Here’s one of the first negative things people say when they find out you have a large family. People are quick to point out how having so many kids is a mistake because there’s no way the kids can get enough one-on-one time with dad. And on a surface level, they're right. It would be impossible to give each one of my kids all the time that they ask for. It would exhaust me.
While it’s true that I don’t spend as much time with each one of them as they or I would like, setting boundaries with them is important for two reasons. One, to keep me from getting worn out. There’s only 24 hours in a day. And two, my children have to learn that the world doesn’t revolve around them.

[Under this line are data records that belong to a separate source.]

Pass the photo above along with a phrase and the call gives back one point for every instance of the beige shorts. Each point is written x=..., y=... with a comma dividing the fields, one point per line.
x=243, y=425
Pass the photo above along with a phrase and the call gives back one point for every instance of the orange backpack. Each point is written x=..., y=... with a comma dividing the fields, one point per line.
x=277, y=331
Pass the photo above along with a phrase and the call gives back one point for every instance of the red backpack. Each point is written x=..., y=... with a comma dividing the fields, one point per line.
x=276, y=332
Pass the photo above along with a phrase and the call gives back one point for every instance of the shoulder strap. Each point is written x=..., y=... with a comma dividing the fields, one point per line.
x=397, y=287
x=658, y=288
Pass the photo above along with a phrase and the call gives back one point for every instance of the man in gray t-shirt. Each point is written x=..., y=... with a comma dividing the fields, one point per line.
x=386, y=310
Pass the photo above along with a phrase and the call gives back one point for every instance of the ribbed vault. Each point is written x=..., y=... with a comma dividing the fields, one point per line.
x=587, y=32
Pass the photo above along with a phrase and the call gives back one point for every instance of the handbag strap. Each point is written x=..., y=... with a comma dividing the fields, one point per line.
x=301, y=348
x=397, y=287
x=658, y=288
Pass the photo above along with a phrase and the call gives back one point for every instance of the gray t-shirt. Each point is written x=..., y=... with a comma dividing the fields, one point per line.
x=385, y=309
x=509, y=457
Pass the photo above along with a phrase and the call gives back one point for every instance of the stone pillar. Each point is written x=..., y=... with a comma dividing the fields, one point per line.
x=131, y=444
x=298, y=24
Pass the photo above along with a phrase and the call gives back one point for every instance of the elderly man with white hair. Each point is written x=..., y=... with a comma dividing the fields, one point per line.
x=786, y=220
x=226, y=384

I think this is a valuable lesson. In a world where parents make their children the center of the universe (read your typical bumper sticker), I think raising a self-reliant child helps him to learn to become more selfless and more giving.
I say all this because I don’t want anyone to be confused by my previous post. In case anyone reading it misunderstood, my point was not that we should give our children our time 24/7 whenever he says he needs it. That would be setting our child up for failures in the future. They won’t get and don’t deserve to have access to anyone 24/7. (That’s what going to God in prayer is for.)
It’s the attitude in our heart that’s critical when it comes to ministering to our children.
I’ve recently spent some time with two fathers. Both had bigger then average families. One of the fathers is very concerned with the growth of his kids. You can tell he cares about them and makes sure to equip them with things to help them learn. He recognizes that his children are all different and is flexible with them. He is firm but encouraging. He will go out of his way to get them the best tools and technology if it means that his kids will grow and learn and mature and become more like Christ. I admire him and the family he is building.
I’ve known the other father a lot longer then the first. Time has taught me that he treats his kids the opposite. He says he loves having a large family, but he is very rigid with his children. He has a “my way or the highway” attitude when relating to them. I’ve watched him speak negatively about one of his kids to the other. And I think what bothers me the most is that he will constantly bring up the ones who misbehaved that he had to correct. Guilt and measuring up are his method of manipulating his children to get his desired result.
I say all this because being a teacher, being a coach, being a leader in a home is much harder then I ever imagined. My first instinct is to turn our home into an army base where my children have to follow orders. But parents who are manipulating their kids into “measuring up” teach their kids that God’s love is conditional.
That’s never a lesson I want them to learn. Every day, I have to focus not on the quantity of time spent with my children but on the quality of my response to their real needs. I have to learn to be more like the first dad and less like the second.